Rhy went to the balcony doors and threw open the curtains, intending to shower the room in the Isle’s red light. Instead, he was met with a wall of darkness. His eyes went wide, anger dissolving into shock.

“What’s happened to the river?”

IV

Lila rinsed the blood from her hands, amazed that she had any left. Her body was a patchwork of pain—funny, how it still found ways to surprise her—and under that, a hollowness she knew from hungry days and freezing nights.

She stared down into the bowl, her focus sliding.

Tieren had seen to her calf, where Ojka’s knife had gone in; her ribs, where she’d hit the roof; her arm, where she’d drawn blood after blood after blood. And when he was done, he’d touched his fingers to her chin and tipped it up, his gaze a weight, solid but strangely welcome.

“Still in one piece?” he’d asked, and she remembered her ruined eye.

“More or less.”

The room had swayed a little, then, and Tieren had steadied her.

“You need to rest,” he’d said.

She’d knocked his hand away. “Sleep is for the rich and the bored,” she’d said. “I am neither, and I know my limits.”

“You might have known them before you came here,” he lectured, “before you took up magic. But power has its own boundaries.”

She’d brushed him off, though in truth she was tired in a way she’d rarely known, a tired that went down far past skin and muscle and even bone, dragged its fingers through her mind until everything rippled and blurred. A tired that made it hard to breathe, hard to think, hard to be.

Tieren had sighed and turned to go as she dug the stone shard of Astrid’s cheek from her coat pocket. “I guess I’ve answered the question.”

“When it comes to you and questions, Miss Bard,” said the priest without looking back, “I think we’ve only just begun.”

Another drop of blood hit the water, clouding the basin, and Lila thought of the mirror in the black market at Sasenroche, the way it had nicked her fingers, taken blood in trade for a future that could be hers. On one side, the promise, on the other, the means. How tempting it had been, to turn the mirror over. Not because she wanted what she’d seen, but simply because there was power in the knowing.

Blood swirled in the bowl between her hands, twisting into almost-shapes before dissolving into a pinkish mist.

Someone cleared their throat, and Lila looked up.

She’d nearly forgotten the boy standing by the door. Hastra.

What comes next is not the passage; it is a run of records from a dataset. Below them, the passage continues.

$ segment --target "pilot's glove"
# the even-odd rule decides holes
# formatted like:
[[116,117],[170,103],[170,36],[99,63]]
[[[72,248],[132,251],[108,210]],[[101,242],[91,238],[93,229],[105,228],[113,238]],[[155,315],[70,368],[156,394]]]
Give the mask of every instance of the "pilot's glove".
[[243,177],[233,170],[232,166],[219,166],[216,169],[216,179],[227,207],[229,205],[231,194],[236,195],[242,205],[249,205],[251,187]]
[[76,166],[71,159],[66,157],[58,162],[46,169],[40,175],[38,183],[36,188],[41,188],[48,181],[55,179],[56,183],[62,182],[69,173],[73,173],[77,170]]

He’d led her here, given her a silver cup of tea—which sat abandoned on the table—filled the basin, then taken up his place by the door to wait.

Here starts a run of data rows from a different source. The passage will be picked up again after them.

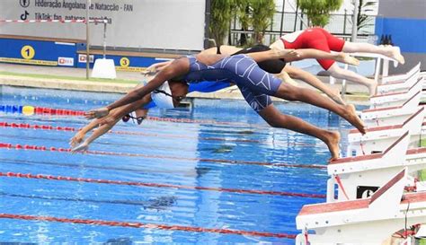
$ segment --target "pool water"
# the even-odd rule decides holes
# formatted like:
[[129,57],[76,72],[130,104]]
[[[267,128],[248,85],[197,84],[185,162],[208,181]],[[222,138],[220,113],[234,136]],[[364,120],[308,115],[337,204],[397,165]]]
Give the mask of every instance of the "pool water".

“Are they afraid I’ll steal something, or run away?” she’d asked when it was clear he’d been assigned to mind her.

He’d flushed, and after a moment said bashfully, “Bit of both, I think.”

She’d nearly laughed. “Am I a prisoner?” she’d asked, and he’d looked at her with those wide earnest eyes and said, in an English softened by his smooth Arnesian accent, “We are all prisoners, Miss Bard. At least for tonight.”

Now he fidgeted, looking toward her, then away, then back again, eyes snagging now on the reddening pool, now on her shattered eye. She’d never met a boy who wore so much on his face. “Something you want to ask me?”

Hastra blinked, cleared his throat. At last, he seemed to find the nerve. “Is it true, what they say about you?”

“What is it they say?” she asked, rinsing the final cut.

The boy swallowed. “That you’re the third Antari.” It gave her a shiver to hear the words. “The one from the other London.”

“No idea,” she said, wiping her arm with a rag.

“I do hope you’re like him,” the boy pressed on.

“Why’s that?”

His cheeks flushed. “I just think Master Kell shouldn’t be alone. You know, the only one.”

“Last time I checked,” said Lila, “you have another in the prison. Maybe we could start bleeding him instead.” She wrung the rag, red drops falling to the bowl.

Hastra flushed. “I only meant …” He pursed his lips, looking for the words, or perhaps the way to say them in her tongue. “I’m glad that he has you.”

“Who says he does?” But the words had no bite. Lila was too tired for games. The ache in her body was dull but persistent, and she felt bled dry in more ways than one. She stifled a yawn.

“Even Antari need sleep,” said Hastra gently.

She waved the words away. “You sound like Tieren.”

His face lit up as if it were praise.

“Master Tieren is wise.”

“Master Tieren is a nag,” she shot back, her gaze drifting again to the reflection in the clouded pool.

Two eyes stared up, one ordinary, the other fractured. One brown, the other just a starburst of broken light. She held her gaze—something she’d never been keen to do—and found that, strangely, it was easier now. As if this reflection were somehow closer to the truth.

Lila had always thought of secrets like gold coins. They could be hoarded, or put to use, but once you spent them, or lost them, it was a beast to get your hands on more.

Because of that, she’d always guarded her secrets, prized them above any take.

The fences back in Grey London hadn’t known she was a street rat.

The street patrols hadn’t known she was a girl.